FACHSPRACHE Einführung

FACHTEXT Der Fachtext ist Instrument und Resultat der im Zusammenhang mit einer spezialisierten gesellschaftlich-produktiven Tätigkeit ausgeübten sprachlich-kommunikativen Tätigkeit; er besteht aus einer endlichen, geordneten Menge logisch, semantisch und syntaktisch kohärenter Sätze (Texteme) oder satzwertiger Einheiten, die als komplexe sprachliche Zeichen komplexen Propositionen im Bewusstsein des Menschen und komplexen Sachverhalten in der objektiven Realität entsprechen. Zitiert nach ROELCKE (1999, 21).
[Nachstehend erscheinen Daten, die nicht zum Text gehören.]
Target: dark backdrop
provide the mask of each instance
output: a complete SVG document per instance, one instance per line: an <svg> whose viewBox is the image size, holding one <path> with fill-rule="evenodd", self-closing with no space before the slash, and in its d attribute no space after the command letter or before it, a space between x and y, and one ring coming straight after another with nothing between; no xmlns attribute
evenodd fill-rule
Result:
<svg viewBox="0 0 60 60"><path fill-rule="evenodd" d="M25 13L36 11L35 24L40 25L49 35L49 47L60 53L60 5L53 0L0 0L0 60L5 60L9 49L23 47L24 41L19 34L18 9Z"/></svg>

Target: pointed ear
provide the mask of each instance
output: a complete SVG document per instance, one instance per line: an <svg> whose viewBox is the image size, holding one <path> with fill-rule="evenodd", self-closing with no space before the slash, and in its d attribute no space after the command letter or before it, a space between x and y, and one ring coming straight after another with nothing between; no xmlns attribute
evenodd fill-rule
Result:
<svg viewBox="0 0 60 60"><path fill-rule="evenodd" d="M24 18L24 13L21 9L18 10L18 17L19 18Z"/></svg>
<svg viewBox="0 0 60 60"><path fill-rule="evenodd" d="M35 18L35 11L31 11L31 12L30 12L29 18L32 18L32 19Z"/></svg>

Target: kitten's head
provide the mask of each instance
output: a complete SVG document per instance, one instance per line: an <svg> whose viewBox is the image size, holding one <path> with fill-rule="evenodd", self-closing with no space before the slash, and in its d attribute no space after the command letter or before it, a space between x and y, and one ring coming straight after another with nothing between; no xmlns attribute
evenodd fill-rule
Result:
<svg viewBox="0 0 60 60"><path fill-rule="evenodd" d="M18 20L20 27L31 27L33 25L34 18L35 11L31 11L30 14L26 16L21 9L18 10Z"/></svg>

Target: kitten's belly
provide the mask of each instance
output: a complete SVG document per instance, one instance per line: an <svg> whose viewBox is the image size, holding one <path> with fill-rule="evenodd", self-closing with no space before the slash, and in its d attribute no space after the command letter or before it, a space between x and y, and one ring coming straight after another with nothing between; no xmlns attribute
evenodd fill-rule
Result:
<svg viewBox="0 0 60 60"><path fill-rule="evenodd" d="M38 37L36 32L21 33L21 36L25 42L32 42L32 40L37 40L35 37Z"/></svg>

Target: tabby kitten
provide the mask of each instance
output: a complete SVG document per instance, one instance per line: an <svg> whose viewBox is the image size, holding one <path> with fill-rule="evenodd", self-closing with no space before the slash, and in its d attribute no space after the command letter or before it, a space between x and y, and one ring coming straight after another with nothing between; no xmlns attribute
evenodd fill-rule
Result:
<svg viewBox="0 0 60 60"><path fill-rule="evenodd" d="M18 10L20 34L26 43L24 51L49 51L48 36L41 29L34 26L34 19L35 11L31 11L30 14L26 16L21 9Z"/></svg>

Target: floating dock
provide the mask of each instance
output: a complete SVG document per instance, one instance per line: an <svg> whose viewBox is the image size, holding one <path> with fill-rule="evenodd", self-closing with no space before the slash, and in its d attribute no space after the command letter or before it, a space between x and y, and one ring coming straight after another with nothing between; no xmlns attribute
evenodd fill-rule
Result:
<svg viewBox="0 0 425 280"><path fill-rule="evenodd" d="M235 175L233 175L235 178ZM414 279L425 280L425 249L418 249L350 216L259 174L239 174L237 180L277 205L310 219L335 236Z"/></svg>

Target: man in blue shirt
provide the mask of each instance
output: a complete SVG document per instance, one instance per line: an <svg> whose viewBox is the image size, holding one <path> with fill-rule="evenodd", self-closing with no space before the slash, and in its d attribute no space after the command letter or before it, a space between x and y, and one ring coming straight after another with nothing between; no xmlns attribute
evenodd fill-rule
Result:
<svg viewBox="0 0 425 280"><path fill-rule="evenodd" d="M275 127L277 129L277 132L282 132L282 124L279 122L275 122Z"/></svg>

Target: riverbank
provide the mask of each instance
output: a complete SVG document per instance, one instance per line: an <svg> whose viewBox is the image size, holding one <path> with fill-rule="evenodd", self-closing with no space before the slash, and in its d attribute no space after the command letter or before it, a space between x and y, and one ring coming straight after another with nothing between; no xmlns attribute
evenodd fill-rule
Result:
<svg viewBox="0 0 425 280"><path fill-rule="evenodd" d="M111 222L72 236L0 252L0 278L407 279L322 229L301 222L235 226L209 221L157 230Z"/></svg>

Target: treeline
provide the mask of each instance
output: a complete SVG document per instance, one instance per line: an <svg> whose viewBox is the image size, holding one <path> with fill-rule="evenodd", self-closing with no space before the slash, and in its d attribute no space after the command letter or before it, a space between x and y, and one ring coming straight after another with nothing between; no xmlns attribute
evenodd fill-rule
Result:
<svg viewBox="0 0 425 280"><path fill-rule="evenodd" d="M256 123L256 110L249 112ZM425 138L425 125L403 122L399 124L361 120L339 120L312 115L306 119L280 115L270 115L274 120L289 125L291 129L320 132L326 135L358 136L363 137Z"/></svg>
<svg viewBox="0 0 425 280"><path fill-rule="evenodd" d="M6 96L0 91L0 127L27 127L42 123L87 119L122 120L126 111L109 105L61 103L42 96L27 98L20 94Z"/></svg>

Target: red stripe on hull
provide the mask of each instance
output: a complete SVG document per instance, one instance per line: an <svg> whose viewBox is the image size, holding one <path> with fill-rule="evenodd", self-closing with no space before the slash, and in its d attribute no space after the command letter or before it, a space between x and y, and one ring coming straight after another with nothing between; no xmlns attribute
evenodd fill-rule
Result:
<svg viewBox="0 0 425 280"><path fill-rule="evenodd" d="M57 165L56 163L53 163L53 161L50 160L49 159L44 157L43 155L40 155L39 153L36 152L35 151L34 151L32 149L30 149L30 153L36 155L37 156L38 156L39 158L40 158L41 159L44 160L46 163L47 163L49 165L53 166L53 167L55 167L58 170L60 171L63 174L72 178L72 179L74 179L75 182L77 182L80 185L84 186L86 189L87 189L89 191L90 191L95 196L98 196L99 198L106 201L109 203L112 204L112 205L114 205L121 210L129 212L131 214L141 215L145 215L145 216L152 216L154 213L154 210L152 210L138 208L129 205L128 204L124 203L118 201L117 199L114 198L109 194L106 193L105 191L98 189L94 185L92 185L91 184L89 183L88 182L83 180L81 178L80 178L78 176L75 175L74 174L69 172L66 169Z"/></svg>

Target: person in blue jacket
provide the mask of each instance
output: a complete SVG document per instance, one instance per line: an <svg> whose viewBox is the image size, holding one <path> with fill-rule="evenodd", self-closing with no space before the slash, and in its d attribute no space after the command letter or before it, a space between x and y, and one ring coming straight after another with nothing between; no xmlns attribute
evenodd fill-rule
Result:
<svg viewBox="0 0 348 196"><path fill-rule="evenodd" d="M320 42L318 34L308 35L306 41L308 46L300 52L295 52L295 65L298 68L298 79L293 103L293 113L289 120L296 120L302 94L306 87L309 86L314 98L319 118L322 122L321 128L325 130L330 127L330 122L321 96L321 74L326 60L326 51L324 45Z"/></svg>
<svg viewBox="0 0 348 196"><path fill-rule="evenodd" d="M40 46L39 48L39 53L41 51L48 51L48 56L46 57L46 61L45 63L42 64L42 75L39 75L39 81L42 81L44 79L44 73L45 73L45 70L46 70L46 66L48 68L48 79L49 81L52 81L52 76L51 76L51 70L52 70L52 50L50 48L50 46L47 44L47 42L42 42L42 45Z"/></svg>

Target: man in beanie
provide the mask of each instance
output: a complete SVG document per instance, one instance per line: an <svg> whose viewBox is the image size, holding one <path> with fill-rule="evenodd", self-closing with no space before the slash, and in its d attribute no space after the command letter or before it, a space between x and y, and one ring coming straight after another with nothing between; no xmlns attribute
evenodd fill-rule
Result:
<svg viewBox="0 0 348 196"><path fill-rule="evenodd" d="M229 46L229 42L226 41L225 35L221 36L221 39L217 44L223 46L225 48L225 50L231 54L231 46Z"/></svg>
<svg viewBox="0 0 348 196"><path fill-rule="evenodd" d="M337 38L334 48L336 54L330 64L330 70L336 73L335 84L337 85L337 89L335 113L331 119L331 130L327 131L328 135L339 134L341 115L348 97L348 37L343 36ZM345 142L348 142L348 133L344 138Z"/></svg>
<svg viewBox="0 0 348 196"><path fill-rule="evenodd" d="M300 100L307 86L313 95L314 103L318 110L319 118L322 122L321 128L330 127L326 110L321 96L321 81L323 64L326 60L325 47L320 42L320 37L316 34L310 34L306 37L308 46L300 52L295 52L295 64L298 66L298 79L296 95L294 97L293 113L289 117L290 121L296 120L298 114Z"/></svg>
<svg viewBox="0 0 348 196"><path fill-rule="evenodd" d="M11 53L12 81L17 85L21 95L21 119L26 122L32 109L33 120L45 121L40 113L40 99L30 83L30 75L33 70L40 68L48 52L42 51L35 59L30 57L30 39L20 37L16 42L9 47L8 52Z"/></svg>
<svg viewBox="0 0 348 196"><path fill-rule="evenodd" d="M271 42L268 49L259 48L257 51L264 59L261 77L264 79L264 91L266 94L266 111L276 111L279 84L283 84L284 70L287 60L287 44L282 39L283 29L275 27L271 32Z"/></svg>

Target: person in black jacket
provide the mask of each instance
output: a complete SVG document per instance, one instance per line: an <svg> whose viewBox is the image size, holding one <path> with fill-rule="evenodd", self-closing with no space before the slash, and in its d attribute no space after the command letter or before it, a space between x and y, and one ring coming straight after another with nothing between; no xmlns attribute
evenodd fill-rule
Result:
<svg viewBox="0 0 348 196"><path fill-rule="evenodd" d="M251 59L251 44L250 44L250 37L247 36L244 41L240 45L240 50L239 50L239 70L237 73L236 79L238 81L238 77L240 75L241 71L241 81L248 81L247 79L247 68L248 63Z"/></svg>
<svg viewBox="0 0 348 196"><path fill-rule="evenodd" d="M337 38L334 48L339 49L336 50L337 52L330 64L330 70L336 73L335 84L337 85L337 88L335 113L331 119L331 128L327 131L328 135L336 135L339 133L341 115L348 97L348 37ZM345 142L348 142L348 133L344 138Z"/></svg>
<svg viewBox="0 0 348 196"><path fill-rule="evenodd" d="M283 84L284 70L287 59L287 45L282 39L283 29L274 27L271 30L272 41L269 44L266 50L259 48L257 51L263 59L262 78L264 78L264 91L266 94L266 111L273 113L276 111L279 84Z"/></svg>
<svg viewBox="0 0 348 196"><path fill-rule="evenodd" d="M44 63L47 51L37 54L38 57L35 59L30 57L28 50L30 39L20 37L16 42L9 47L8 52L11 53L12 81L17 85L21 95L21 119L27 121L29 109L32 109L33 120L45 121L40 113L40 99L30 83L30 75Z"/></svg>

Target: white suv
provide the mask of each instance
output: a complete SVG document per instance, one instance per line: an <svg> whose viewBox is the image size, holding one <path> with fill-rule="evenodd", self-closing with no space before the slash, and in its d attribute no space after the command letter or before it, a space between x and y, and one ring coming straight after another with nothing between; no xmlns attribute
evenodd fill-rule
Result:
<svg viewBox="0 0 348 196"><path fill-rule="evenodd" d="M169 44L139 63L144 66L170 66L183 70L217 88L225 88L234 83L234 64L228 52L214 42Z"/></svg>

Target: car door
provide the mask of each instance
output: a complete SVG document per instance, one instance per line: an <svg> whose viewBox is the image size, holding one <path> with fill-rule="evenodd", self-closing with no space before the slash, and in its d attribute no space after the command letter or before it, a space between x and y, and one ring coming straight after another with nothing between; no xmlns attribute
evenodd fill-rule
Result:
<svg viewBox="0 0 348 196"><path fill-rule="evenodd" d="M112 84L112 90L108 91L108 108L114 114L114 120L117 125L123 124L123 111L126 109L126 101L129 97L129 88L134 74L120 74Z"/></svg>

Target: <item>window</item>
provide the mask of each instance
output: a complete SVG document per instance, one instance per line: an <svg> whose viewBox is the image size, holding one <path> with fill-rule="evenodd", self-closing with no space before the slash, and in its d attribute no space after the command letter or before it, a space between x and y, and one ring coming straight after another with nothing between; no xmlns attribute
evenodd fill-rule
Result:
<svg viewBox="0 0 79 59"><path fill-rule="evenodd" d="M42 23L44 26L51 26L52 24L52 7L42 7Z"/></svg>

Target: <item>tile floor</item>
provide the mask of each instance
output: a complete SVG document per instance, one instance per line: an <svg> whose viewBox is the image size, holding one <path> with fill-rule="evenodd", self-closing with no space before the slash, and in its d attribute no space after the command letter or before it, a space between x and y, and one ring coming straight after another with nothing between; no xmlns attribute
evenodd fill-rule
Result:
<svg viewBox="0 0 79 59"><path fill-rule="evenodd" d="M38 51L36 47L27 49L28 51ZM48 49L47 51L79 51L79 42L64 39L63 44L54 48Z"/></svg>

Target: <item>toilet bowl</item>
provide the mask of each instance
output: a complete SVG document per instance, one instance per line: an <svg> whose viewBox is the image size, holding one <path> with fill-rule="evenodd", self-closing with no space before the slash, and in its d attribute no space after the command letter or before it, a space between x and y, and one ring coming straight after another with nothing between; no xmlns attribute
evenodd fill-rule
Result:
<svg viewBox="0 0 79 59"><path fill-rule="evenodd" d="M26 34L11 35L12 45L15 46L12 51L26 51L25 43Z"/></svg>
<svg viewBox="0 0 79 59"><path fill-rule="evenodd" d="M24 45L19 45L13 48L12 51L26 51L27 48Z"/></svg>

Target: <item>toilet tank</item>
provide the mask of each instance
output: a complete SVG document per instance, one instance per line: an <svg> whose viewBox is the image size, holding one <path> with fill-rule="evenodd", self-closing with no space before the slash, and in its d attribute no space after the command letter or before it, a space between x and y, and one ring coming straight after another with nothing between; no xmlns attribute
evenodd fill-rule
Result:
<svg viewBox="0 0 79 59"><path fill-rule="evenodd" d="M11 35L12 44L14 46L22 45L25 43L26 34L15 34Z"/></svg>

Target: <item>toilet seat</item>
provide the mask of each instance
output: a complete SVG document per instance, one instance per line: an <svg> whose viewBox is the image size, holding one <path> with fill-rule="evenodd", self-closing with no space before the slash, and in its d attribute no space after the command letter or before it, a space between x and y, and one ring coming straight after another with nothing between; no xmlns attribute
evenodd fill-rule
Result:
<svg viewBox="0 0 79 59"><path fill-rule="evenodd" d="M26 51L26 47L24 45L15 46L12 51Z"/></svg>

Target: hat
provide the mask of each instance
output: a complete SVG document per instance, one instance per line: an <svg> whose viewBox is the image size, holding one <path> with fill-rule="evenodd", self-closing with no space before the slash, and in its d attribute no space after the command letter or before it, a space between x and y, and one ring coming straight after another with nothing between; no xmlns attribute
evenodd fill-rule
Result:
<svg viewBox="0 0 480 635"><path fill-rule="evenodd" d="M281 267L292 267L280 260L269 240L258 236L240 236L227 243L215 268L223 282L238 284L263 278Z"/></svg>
FACHTEXT Roelcke selbst definiert den Fachtext wie folgt: * + als komplexe und zugleich kohärente sprachliche Äußerungen (in der Regel oberhalb der Satzgrenze) im Rahmen der Kommunikation innerhalb eines bestimmten menschlichen Tätigkeitsbereiches * +, deren sprachliche Merkmale hierbei eine kommunikationsunterstützende Wirkung zeigen (sollen). * + Eine solche semiotische Bestimmung von Fachtexten fasst fachliche Texte als kohärente Zeichenkomplexe im Rahmen der Kommunikation eines bestimmten Fachbereiches auf, deren sprachliche und nichtsprachliche Strukturen eine kommunikationsunterstützende Wirkung zeigen.

FACHSPRACHE Es gibt keine einheitliche Definition der Fachsprache, sondern es gibt mehrere. Zum Beispiel FLUCK (1996, 11) bietet folgende Benennungen der Fachsprache an: Arbeitssprache, Berufssprache, Gruppensprache, Handwerkersprache, Sekundärsprache, Sondersprache, Standessprache oder Teilsprache. Wir können feststellen, dass in diesen Benennungen verschiedene Begriffe (Inhalt, Funktion, sprachliches Material) unterschiedlicher sprachwissenschaftlichen Disziplinen mehr oder weniger berücksichtigt werden

FACHSPRACHE Aus der Mitte der 70er Jahre stammt die bekannte Definition der Fachsprache von HOFFMANN: Fachsprache das ist die Gesamtheit aller sprachlichen Mittel, die in einem fachlich begrenzbaren Kommunikationsbereich verwendet werden, um die Verständigung zwischen den in diesem Bereich tätigen Menschen zu gewährleisten. Zitiert nach ROELCKE (1999, 17).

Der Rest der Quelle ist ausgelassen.